Layout Options

Addison Snell Laura Segervall Christopher G. Willard Ph.D. HPC User Budget Map Survey: Machine Learning’s Impact on HPC Environments - September 2018

Intersect360 Research surveyed the High Performance Computing (HPC) user community to complete its tenth Site Budget Allocation Map, a look at how HPC sites divide and spend their budgets. We surveyed users on their spending in seven top-level categories: hardware, software, facilities, staffing, services, cloud computing, and other. Each category was further divided into constituent subcategories, resulting in 27 unique items included in the analysis. Additionally, the respondents were asked about their future budget expectations.

For this iteration of the annual Budget Map survey, Intersect360 Research incorporated questions to investigate the use of machine learning and its interrelationship with HPC budgets, systems, and personnel. This report examines the use of machine learning, the impact on the HPC budget, the systems used, and the personnel to manage the systems.

The Budget Map survey series includes the following reports:

  • HPC Site Budget Allocation Map: Budget Expectations
  • HPC Site Budget Allocation Map: Machine Learning’s Impact on HPC Environments
  • HPC Site Budget Allocation Map: Budget Distribution
  • HPC Site Budget Allocation Map: Public Cloud Spending
  • HPC Site Budget Allocation Map: Segmentation, Methodology, and Demographics

For this survey, machine learning is defined as an inclusive term.
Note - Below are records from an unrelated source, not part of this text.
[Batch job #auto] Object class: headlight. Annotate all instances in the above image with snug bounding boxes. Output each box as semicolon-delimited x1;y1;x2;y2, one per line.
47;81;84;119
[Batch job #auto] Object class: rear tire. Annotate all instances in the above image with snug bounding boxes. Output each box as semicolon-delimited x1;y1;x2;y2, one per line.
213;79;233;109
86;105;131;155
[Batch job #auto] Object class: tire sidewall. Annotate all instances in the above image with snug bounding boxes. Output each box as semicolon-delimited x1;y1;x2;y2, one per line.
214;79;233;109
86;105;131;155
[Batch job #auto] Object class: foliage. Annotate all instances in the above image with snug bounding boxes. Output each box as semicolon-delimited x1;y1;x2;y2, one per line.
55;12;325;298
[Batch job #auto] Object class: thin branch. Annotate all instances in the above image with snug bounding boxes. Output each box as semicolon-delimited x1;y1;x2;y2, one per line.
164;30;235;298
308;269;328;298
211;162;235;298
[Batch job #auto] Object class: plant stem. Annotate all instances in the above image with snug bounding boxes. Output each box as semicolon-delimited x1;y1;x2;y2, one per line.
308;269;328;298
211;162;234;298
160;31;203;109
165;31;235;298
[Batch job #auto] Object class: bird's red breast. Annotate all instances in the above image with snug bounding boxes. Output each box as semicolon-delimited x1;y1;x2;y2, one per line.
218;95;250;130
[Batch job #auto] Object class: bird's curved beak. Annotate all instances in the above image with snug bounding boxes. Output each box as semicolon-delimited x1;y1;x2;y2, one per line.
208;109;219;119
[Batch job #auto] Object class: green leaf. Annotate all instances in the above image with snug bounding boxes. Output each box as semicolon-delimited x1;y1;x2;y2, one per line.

The survey questions focused on the current trends in deep neural networks, also referred to as deep learning, machine learning, and more generally, as artificial intelligence. For the purpose of this survey and report, all are referred to as machine learning.

More than half of the survey respondents reported they were running machine learning programs currently, as part of or in addition to their HPC environments. Another 11% planned to implement machine learning programs in the next year. Most respondents viewed machine learning workloads as a component of their HPC budget, and close to two-thirds of respondents have shared personnel across HPC and machine learning. The machine learning trend is a key factor in the near-term growth of HPC budgets, and it has already had an effect on HPC installations. (See also:Worldwide High Performance Computing 2017 Total Market Model and 2018–2022 Forecast: Products and ServicesandHPC User Site Census: Machine Learning Applications.)

Despite the prevalence of machine learning, Intersect360 Research is cautious in describing the size of the machine learning “market.” This report primarily highlights spending that is shared, and moreover, the increase in HPC budget attributable to machine learning is only incremental. The vast majority of spending on infrastructure that is dedicated to machine learning comes from hyperscale companies. Outside of hyperscale, evidence points mostly to shared infrastructures in HPC environments, or the use of public cloud beyond HPC.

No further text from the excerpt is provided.